Brandon and the Rural Cloth team have a big dream: to become a brand as well-recognized as Patagonia but made for rural consumers who affiliate with a rural lifestyle.
“We continue to progress and make really premium fashion products for that rural consumer,” Brandon told me. “I hate to keep using this reference because I'm not naive enough to think that people don't realize how it sounds, but we want to be something like Patagonia. I mean, not like their brand, but at the same level. And I know how it sounds. Patagonia was started in like 1973, right? They're a really established company and brand. But we want to become that level of product for a rural consumer that speaks to the rural consumer.”
Brandon describes his customers as caring about things that evoke a sense of American-ness. Things like football, tailgating, spending family time with their kids, and supporting the American farmer.
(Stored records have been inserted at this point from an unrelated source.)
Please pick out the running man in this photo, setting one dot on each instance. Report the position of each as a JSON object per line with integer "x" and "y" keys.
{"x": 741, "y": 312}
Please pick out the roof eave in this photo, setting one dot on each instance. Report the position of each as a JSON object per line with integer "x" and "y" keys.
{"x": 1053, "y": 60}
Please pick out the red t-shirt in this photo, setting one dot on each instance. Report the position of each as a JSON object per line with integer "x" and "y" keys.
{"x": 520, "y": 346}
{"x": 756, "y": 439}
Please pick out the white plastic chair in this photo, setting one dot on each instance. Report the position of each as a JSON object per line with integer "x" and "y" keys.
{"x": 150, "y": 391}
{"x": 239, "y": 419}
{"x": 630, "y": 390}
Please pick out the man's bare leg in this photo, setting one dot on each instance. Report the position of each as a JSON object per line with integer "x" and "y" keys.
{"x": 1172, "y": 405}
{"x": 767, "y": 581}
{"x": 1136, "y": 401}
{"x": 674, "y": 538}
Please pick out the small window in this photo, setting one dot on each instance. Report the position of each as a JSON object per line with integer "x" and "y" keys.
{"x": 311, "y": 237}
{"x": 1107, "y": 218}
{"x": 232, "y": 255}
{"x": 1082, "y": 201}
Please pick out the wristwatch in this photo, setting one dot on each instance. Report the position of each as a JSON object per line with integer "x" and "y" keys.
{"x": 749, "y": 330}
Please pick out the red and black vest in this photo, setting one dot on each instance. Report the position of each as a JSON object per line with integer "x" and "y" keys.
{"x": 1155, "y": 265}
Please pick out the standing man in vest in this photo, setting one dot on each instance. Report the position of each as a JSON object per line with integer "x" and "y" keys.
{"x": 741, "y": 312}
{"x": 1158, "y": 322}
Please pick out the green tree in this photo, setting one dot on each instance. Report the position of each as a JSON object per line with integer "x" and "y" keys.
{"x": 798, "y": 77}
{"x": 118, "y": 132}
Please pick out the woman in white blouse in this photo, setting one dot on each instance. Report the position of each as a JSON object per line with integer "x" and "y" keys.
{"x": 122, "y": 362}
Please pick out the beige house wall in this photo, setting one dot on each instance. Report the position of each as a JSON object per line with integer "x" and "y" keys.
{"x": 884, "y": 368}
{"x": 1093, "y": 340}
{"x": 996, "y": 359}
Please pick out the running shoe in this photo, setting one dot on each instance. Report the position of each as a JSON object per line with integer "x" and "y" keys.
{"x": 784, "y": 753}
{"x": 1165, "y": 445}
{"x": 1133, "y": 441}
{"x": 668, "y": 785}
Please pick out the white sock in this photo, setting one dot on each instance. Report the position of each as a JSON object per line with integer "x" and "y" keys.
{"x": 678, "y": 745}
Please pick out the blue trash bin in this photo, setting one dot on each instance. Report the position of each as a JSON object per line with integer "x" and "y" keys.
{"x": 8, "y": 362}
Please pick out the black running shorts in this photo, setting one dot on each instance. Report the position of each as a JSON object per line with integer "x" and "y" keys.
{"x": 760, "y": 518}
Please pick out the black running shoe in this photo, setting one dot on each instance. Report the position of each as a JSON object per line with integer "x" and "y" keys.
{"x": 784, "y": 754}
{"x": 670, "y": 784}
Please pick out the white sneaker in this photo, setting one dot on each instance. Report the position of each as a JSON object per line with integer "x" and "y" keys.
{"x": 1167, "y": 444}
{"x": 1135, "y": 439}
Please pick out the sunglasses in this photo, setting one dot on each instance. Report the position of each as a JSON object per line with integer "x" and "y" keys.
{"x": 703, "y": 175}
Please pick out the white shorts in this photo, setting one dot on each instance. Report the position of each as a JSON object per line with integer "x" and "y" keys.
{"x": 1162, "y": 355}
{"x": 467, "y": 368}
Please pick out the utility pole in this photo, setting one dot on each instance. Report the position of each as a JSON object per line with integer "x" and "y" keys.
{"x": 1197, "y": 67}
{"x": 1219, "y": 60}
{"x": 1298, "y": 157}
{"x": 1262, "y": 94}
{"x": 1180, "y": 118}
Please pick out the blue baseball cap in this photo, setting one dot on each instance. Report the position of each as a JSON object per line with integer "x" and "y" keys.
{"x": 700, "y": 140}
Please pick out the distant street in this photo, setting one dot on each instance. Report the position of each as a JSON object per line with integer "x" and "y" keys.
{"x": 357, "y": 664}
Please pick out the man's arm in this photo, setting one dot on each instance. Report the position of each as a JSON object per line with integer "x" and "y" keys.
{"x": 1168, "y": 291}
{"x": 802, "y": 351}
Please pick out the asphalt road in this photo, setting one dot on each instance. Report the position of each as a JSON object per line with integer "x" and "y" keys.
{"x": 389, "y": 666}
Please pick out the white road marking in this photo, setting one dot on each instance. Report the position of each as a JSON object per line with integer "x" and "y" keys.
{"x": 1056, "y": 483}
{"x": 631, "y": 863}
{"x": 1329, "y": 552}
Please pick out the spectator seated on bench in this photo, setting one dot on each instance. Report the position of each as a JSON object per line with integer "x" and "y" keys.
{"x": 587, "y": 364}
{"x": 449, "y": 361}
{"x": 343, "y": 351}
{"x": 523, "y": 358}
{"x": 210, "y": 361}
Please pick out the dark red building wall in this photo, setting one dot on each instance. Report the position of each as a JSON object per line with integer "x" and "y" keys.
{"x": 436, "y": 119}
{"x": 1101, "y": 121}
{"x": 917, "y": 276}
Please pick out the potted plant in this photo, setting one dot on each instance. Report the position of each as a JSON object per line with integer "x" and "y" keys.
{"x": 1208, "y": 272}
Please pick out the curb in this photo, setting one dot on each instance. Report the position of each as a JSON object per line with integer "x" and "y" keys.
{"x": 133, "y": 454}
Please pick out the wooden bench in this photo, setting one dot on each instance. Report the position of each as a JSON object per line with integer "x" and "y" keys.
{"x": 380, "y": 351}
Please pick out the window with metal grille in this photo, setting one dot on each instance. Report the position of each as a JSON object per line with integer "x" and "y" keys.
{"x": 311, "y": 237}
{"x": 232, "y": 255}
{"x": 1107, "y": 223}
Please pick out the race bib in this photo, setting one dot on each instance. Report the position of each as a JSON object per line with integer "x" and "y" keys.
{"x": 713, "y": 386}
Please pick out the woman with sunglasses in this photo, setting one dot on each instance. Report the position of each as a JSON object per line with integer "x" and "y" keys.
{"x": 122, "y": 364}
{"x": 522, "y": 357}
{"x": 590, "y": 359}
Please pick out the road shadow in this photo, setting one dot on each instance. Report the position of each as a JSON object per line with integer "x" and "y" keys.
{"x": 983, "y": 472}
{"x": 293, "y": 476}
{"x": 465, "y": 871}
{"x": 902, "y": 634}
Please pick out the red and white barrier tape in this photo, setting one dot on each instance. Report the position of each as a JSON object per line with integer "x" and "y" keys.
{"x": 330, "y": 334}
“I don't expect all of our customers to be farmers by any means,” Brandon told me. “I don't want them to be. I just want them to have an affinity with that lifestyle. What’s important to us is that, people understand that we're making our products so that when they put our jacket on or when they put our hat on, it's going to remind them of a memory or a way of life that they appreciate. And it may be their current way of life, like if they live in rural Georgia or rural Oregon or whatever. Or it may be somebody from the city that looks at our jacket and it reminds them of a time in 1985 on their grandparents' farm. We want to create products that are ultra-functional, super-premium, and have a very real connection with the lifestyles that our customers live.”